Search code examples
postgresqlpostgis

Why does updating a table in PostgreSQL need disk storage?


I need to update a column in a PostGIS database.

I want to do that with this:

UPDATE 
  cj_geometry 
SET 
  groundgeometry = CASE WHEN NOT ST_IsValid(groundgeometry) THEN ST_Multi(
    ST_CollectionExtract(
      ST_MakeValid(groundgeometry), 
      3
    )
  ) ELSE ST_MakeValid(groundgeometry) END

It's around 65.000.000 lines.

I let it run for an hour or so, then realized that there is no space left on device, so I quit the query and restarted the database. It did restart, but it's now super big, without new data. So two questions:

  1. How do I get it back to its original size?
  2. Why does this use so much disk space? How can I avoid this?

Solution

  • Postgres does not release storage back to the OS by default. Databases tend only to grow, so there's not much call to release storage back. Postgres keeps this storage around so that future inserts and updates and simply reuse space that points to dead tuples. This is faster than asking the OS to extend the size of the file.

    Reclaiming Disk Space

    To reclaim assigned storage you can do a full vacuum. This essentially transfers the table to a new file, compacting the backing-file to its smallest possible size. This requires that you have enough space to store the old backing-file and the new-backing file simultaneously. So if you are very low on disk space, then this may not be an option.

    VACUUM (FULL) mytable;
    

    If you cannot do a full vacuum because of limited disk space, then your only options are to dump and reload the table, or to transfer the table to and from a tablespace on a different disk (mentioned in more detail below). Other the two, dump and reload is perhaps the simpler option. You need to dump/export the table to a different host or partition, truncate/drop the table, and then load/import the table again. This may require you to (temporarily) drop any foreign key constraints that point to your table. As such, to keep database integrity, you must stop and prevent any other users from accessing the database whilst you are performing this process. Once you have restored all the dropped constraints you can re-enable access to the database.

    Tablespaces

    If you do not have enough space on the current disk that hosts your postgres data directory, but you do have a separate disk on your host that does have enough space, then you can use it to trim the table without the data ever leaving the postgres server. This approach has the benefit of postgres being able to maintain its ACID guarantees without any manual assistance from you. To do this you need to:

    1. Mount the disk
    2. Initialise a data directory on the mount point (owned by the postgres user)
    3. Create a tablespace that points to this directory
    4. ALTER TABLE to use this new tablespace. This will transfer the table to your other disk, compacting it as it goes.
    5. Transfer the table back to the original tablespace
    6. Drop the tablespace, and unmount the disk.

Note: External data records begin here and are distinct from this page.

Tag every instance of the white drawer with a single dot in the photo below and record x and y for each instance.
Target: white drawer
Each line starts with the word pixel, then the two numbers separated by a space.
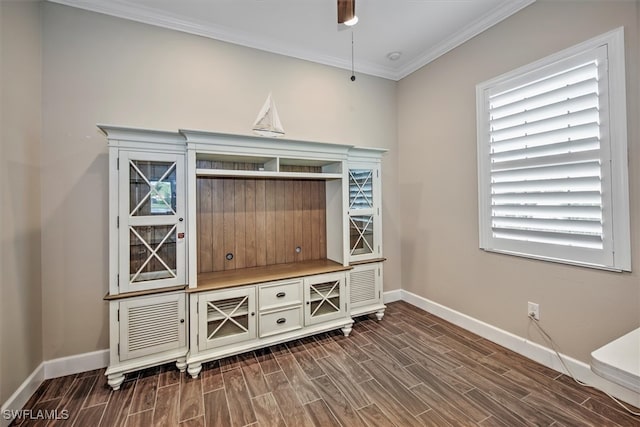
pixel 280 321
pixel 276 295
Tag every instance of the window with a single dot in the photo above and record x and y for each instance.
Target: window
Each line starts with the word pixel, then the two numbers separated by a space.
pixel 552 158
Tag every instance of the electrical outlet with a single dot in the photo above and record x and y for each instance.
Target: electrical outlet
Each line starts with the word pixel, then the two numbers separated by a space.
pixel 533 310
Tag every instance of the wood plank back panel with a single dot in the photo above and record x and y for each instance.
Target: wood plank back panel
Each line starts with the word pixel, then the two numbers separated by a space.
pixel 260 221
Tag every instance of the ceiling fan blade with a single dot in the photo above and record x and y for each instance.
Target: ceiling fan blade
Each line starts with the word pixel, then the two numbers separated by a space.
pixel 346 10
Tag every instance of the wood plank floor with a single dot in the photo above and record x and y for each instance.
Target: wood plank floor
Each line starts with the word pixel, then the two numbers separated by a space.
pixel 410 369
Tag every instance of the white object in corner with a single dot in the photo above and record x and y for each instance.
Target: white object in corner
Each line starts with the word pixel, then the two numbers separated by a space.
pixel 619 361
pixel 523 346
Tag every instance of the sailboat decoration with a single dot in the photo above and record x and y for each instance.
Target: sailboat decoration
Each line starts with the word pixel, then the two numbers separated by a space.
pixel 268 123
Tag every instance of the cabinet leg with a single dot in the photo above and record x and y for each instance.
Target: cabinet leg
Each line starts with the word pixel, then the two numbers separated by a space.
pixel 115 381
pixel 194 369
pixel 181 364
pixel 346 330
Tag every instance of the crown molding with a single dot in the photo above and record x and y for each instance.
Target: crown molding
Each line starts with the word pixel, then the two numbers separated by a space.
pixel 502 12
pixel 146 15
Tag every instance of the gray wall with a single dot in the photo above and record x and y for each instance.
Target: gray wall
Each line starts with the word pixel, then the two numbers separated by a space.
pixel 100 69
pixel 20 134
pixel 581 308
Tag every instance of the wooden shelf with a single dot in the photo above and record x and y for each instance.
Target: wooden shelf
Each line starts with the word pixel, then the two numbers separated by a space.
pixel 368 261
pixel 266 174
pixel 109 297
pixel 249 276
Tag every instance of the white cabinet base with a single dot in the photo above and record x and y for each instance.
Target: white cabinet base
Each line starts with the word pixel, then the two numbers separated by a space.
pixel 116 373
pixel 195 359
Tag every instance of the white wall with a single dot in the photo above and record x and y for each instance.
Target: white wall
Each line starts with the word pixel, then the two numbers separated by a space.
pixel 582 308
pixel 100 69
pixel 20 133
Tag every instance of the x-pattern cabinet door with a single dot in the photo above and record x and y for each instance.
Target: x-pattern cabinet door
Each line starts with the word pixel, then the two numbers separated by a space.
pixel 226 317
pixel 325 298
pixel 151 221
pixel 364 211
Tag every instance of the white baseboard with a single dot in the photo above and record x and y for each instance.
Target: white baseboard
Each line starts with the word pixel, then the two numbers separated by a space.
pixel 75 364
pixel 523 346
pixel 391 296
pixel 545 356
pixel 20 397
pixel 52 369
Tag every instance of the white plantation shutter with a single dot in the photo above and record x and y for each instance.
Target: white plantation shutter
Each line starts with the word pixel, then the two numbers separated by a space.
pixel 544 153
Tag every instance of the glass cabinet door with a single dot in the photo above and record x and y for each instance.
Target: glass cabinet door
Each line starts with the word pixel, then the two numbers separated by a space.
pixel 363 213
pixel 151 221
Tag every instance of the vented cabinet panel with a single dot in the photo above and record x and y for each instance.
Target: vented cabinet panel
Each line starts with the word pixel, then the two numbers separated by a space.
pixel 365 285
pixel 151 325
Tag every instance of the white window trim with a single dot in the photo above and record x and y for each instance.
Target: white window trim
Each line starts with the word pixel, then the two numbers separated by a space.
pixel 617 128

    Creating the Tablespace

    Mount the disk and create a directory on the mount point that is owned by postgres. Then make the directory available as a tablespace in postgres:

    CREATE TABLESPACE recoveryspace LOCATION '/path/to/mount/postgresql/data';
    

    Compacting the Table

    This is a big operation, and access to the table will be blocked whilst this operation is ongoing.

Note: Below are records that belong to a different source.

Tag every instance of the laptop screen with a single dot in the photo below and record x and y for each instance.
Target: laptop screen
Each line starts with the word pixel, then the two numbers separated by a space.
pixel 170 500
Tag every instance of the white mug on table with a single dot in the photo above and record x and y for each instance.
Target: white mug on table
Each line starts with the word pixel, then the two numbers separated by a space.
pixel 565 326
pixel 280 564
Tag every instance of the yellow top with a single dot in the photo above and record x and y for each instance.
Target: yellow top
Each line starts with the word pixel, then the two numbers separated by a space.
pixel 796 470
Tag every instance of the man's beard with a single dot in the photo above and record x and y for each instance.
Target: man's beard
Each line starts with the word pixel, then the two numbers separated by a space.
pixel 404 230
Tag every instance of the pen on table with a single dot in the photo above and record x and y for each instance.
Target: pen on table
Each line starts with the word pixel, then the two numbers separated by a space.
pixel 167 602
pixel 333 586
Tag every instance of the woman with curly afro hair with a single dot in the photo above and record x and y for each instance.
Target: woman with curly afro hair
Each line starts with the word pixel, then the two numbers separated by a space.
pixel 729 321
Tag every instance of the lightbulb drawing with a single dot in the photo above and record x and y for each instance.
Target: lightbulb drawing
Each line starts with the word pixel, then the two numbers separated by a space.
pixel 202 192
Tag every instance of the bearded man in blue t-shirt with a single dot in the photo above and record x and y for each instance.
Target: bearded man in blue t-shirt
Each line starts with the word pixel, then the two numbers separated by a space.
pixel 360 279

    -- send table to disk with free space.
    -- this compacts the table, and releases the space on your primary disk
    ALTER TABLE mytable SET TABLESPACE recoveryspace;
    -- send the table back to your primary tablespace/disk
    ALTER TABLE mytable SET TABLESPACE pg_default;
    

    Delete the Tablespace

    Once you have transferred the table back to its original tablespace, you can drop the tablespace and then unmount the disk.

    DROP TABLESPACE recoveryspace;
    

    How to Avoid Using Too Much Disk Space

    To avoid this problem in future you can do incremental updates. This reduces the total number of reachable tuples at any given time, and so reduces the maximum size of the backing-file. That is, when you update every row in a table, postgres must be able to access every before and after row at the point you commit the transaction. This means that the backing file will have to be twice its normal size to accommodate all these rows.

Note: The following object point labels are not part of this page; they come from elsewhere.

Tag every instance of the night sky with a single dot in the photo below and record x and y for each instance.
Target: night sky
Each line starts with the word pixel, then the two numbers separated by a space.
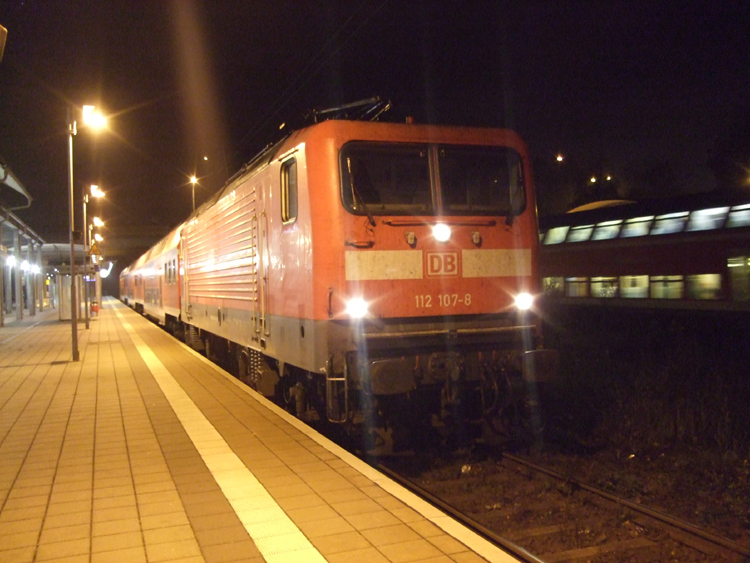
pixel 628 83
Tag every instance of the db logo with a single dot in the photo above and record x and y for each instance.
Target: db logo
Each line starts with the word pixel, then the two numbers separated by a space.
pixel 442 264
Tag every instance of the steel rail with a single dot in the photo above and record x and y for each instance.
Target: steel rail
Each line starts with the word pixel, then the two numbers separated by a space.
pixel 515 550
pixel 665 518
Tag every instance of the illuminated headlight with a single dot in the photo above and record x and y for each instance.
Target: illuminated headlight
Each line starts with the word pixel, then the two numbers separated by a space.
pixel 524 301
pixel 441 232
pixel 356 308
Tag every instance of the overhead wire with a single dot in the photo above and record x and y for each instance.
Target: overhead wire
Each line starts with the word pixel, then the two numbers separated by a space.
pixel 306 74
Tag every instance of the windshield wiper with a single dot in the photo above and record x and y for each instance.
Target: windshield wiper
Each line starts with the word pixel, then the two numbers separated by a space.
pixel 358 196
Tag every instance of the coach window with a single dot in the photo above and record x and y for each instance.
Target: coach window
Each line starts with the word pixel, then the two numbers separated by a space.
pixel 634 287
pixel 604 287
pixel 707 219
pixel 289 190
pixel 704 286
pixel 554 286
pixel 739 275
pixel 667 287
pixel 607 230
pixel 669 223
pixel 576 287
pixel 636 227
pixel 739 216
pixel 556 235
pixel 581 233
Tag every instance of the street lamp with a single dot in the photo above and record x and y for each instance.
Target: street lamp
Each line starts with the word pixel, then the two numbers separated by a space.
pixel 97 193
pixel 193 181
pixel 95 120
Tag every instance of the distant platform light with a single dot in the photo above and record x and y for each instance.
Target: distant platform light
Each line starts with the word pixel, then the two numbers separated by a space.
pixel 441 232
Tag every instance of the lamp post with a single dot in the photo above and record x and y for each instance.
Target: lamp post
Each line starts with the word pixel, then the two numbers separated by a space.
pixel 193 181
pixel 97 193
pixel 96 120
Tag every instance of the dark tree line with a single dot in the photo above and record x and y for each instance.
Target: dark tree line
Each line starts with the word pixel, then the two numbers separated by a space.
pixel 565 185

    If you only update 1 million rows or so at time, then the total size of the backing file only needs to be large enough to accomodate 66 million tuples (65m + 1m). When you update the next batch, there will be 1 million tuples that are no longer reachable, and postgres can safely reuse this space. You will likely have to tell postgres that it should recycle these unreachable tuples though. For this technique to work, there must be no long running transactions that mean that the old rows are still reachable.

    BEGIN;
    UPDATE mytable SET mycol = newval WHERE <criteria>;
    COMMIT;
    VACUUM;  -- recycles unreachable tuples, but retains file storage
    

    <criteria> should be able to exclude previously updated rows. A simple criteria is to use a unique column or primary key on the table. eg.

    UPDATE mytable
        SET mycol = f(x)
        WHERE id in (
            SELECT id FROM mytable WHERE 0 <= id 1000000
        );
    -- and then on the next update
    WHERE 1000000 <= id < 2000000
    

    You can run this update in a loop (commiting and vacuuming between each update), changing the ids to update each time and until all rows have been successfully updated.

    This requires you to keep track of which ids have been updated. If you can inspect a row and tell if it needs updating then you do not need to keep track of the id column between queries. Instead use that in the where clause when selecting which ids to update.

    UPDATE mytable
        SET mycol = f(x)
        WHERE id in (
            SELECT id FROM mytable
            -- exclude rows that have been successfully updated
            WHERE is_invalid(mycol)
            LIMIT 1000000
        )
    
    

    If there is no unique identifier on the table then you can use the system column ctid to help you limit which rows are selected for update. This will require you to be able to tell if a row needs updating or not. If you cannot then simply add a temporary boolean column (with no default) and set to true when updated. At the end of the updates you can then drop the column. This will lead to some bloat in table, but this will disappear over time as the rows get updated.

    UPDATE 
        mytable
    SET 
        mycol = f(x)
    WHERE
        ctid IN (
            SELECT ctid FROM mytable
            WHERE is_invalid(mycol)
            LIMIT 1000000
        );
    

    Using a temporary column

    ALTER TABLE mytable ADD COLUMN updated boolean;
    
    BEGIN;
    UPDATE 
        mytable
    SET 
        mycol = f(x), updated = true
    WHERE
        ctid IN (
            SELECT ctid FROM mytable
            WHERE updated IS NULL
            LIMIT 1000000
        );
    COMMIT;
    VACUUM;
    -- repeat update, commit and vacuum until done
    
    -- clean up table
    ALTER TABLE mytable DROP COLUMN updated;